Let sprezzatura into your home. Forget all notions of decluttering a la Marie Kondo** or embracing Scandinavian minimalism, instead spend hours tweaking knickknacks on your mantel to sit at perfectly irreverent, jaunty angles. Dedicate each and every morning to arranging the throw pillows on your bed using a steel square and the principles of the golden ratio (yet another thing we owe to the Italians).
The last step: sprezzatura of the spirit—only, is there such a thing? Studied carelessness is an oxymoron. Careless but not carefree. A living paradox of conscious unconcern and effortful effortlessness.

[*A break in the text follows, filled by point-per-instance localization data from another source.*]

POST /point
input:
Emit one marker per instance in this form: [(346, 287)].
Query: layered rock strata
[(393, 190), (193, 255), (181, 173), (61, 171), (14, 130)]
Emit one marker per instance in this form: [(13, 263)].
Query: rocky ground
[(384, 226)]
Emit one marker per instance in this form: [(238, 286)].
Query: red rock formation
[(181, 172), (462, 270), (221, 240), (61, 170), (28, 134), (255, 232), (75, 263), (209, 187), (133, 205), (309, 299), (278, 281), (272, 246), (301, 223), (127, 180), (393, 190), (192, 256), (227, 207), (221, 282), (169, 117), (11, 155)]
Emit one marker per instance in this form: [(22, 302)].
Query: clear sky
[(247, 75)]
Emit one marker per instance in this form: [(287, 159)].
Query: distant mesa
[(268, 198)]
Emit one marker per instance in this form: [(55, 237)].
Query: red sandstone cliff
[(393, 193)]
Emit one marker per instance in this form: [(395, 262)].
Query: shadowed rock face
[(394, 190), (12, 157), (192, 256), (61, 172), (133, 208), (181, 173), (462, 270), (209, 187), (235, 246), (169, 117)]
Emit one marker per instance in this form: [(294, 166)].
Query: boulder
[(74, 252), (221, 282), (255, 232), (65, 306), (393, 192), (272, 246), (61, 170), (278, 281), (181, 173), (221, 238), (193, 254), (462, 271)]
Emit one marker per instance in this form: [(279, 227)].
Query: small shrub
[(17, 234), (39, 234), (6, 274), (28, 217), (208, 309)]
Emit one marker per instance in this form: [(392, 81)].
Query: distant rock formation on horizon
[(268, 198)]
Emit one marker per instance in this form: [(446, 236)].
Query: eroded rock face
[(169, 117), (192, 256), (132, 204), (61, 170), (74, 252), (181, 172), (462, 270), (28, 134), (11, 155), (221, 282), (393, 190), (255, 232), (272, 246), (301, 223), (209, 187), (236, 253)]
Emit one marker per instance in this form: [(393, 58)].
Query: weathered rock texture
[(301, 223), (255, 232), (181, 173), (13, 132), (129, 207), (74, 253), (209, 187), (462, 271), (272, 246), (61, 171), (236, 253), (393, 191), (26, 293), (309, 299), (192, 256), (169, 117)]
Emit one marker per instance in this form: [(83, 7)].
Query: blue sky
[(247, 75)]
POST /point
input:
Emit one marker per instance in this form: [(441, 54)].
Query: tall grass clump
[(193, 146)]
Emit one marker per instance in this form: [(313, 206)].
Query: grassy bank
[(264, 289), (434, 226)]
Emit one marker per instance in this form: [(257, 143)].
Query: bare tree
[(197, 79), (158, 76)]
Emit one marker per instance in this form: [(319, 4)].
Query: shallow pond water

Adopt a languorous slow blink as you watch Rome burn, all the while screaming on the inside because you think you might have left the iron on. (Not that you’d even go to the trouble of getting the wrinkles out of your chinos; imperfection is so very ‘in’.)
In short, feel free to remain your neurotic, chaotic self underneath your carefully cultivated veneer of easy, breezy nonchalance.
Perhaps I’ll call this book The Art of Not Giving a Stuff. (Let’s hope I don’t get sued.)
*Prior to that people “simply relieved themselves wherever they stood, and vanished the evidence”.
*Did anyone else try Kondo’s ‘spark joy’ method and then have to fish all of their very necessary (if not heart-palpitatingly joyful) socks out of the bin?